Sainte-Menehould, Louis XVI et le pied de cochon fatal : mythe ou réalité ?

Du 20 au 21 juin 1791

Pied de porc panéPied de porc pané | ©Richard Allaway / CC-BY

En deux mots !

Sainte-Menehould.

C'est dans cette commune de la Marne que Louis XVI et sa famille, en fuite en pleine Révolution française (juin 1791), ont été reconnus par le maître des postes Drouet, qui les fait arrêter quelques heures plus tard, à Varennes !

L'hôtel-de-ville du milieu du 18e siècle a d'ailleurs reçu la visite du roi, lors de cet épisode.
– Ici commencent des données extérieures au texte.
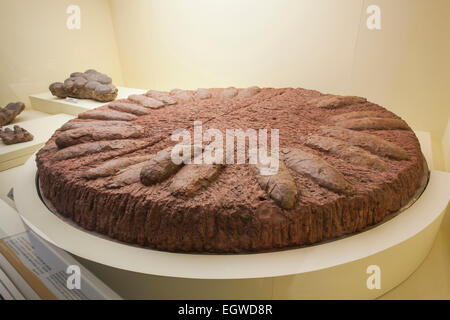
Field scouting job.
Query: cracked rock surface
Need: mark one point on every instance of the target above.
(10, 112)
(18, 135)
(88, 85)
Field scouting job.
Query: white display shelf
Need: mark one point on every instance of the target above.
(48, 103)
(41, 128)
(336, 269)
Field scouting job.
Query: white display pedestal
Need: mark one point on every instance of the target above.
(337, 269)
(48, 103)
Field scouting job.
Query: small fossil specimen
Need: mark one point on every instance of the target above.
(88, 134)
(194, 177)
(372, 143)
(361, 114)
(373, 124)
(88, 85)
(334, 102)
(182, 95)
(107, 115)
(10, 112)
(203, 94)
(162, 166)
(125, 176)
(18, 135)
(161, 96)
(82, 124)
(317, 169)
(146, 101)
(129, 108)
(229, 93)
(346, 151)
(111, 167)
(84, 149)
(248, 92)
(281, 186)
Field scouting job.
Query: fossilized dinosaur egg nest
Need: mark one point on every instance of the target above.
(345, 164)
La petite histoire dit aussi que le roi s'est arrêté à Sainte-Menehould pour goûter à sa spécialité, des pieds de porc panés !

Qu'en est-il vraiment ?

Hôtel-de-ville, Ste-MenehouldHôtel-de-ville, Ste-Menehould | ©Vincent van Zeijst / Wikimedia Commons / CC-BY-SA

La fuite du roi incognito, cap sur la Meuse

Nous sommes le 20 juin 1791. Louis XVI, sentant le vent de la Révolution tourner, s'enfuit de Paris, enfants, épouse et famille sous le bras.

Hop hop, deux carrosses bourrés à craquer plus tard, Louis s'enfuit secrètement : direction Montmédy, dans la Meuse. Gros bastion royaliste, d'où il espère lancer une contre-révolution.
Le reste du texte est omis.